Swine flu - real threat or hype?

For the past few weeks there is heightened discussion on Swine Flu in India. All forms of media are covering it in a feverish pitch. While it is good to educate people about an infectious disease and its means of prevention, I wonder why single out this particular disease. One look at statistics would tell us that there are far more fatalities through other diseases in India.

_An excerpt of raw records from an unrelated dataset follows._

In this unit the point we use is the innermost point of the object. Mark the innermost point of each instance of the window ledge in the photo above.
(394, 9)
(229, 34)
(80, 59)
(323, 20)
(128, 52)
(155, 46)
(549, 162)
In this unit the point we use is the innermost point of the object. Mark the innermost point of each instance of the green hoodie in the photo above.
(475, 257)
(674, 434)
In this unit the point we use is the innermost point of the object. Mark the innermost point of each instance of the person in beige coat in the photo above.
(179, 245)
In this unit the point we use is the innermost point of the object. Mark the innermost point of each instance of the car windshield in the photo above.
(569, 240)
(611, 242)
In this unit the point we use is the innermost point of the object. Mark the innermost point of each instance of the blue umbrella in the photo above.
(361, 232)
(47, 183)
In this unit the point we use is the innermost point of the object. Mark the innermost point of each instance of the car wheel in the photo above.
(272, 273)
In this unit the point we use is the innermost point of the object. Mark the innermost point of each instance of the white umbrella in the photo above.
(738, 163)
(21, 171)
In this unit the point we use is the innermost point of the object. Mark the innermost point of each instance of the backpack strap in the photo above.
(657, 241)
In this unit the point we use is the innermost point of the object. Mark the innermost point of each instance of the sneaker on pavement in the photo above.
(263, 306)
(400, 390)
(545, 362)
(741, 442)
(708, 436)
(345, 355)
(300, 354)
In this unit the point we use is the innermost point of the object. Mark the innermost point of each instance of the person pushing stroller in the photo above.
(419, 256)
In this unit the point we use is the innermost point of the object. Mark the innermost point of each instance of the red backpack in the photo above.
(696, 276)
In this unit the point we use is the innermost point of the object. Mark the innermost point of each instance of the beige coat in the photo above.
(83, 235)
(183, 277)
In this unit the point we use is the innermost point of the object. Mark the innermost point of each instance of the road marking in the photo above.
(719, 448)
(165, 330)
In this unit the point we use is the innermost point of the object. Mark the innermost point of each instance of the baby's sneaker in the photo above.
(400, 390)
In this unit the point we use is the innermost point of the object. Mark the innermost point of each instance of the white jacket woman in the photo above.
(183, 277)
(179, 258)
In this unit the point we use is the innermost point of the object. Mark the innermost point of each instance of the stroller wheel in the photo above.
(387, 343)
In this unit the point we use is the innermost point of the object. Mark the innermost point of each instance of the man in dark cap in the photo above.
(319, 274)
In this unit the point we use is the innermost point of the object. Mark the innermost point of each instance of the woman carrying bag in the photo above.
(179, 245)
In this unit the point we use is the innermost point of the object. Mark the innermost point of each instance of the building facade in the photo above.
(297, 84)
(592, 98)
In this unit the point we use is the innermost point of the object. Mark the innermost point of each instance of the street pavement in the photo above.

HIV-AIDS – more than 4 million carriers and half-million deaths
TUBERCULOSIS (TB) – two deaths occur every three minutes
HEPATITIS B Virus – more than 50 million carriers and 1% of adult deaths annually
CARDIOVASCULAR Diseases – five million deaths annually
ROAD ACCIDENTS – around 1.3 million deaths annually

Tuberculosis (TB), which is supposedly a curable disease, has the highest fatality rate in India, much ahead of AIDS, Malaria or Hepatitis B. But there hasn’t been much media coverage on such diseases. Any attempt to educate people is through government or medical channels.
One possible explanation that I can come up with is that some of them are lifestyle diseases (like AIDS, Cardiovascular diseases), while some others are controllable. Hence public does not panic even though the mortality rates are higher. New diseases, especially the ones which do not have a vaccine or a cure, get higher attention since lack of knowledge leads to more apprehension. Given the increasing role of media in taking up public causes, the focus is currently on swine flu.

Does media coverage help to create awareness or unnecessary panic in the public? Both. But the actual message does not reach those who are below poverty line or those who are illiterate or those in the rural areas with not much access to the media. People do not stop travelling or going to public places or celebrate festivals in a group which are the major methods of mass transmission of the disease. So what purpose does the coverage serve? Much has been done to create awareness on AIDS, yet the rate of transmission has not been contained till date in India. Similar thing will happen in the case of Swine flu as well despite the media coverage.

Till a vaccine or a cure has been released in the market for swine flu, it will continue to be in news and then as is the case with other issues, public memory will fade and people will move on to bother about something else.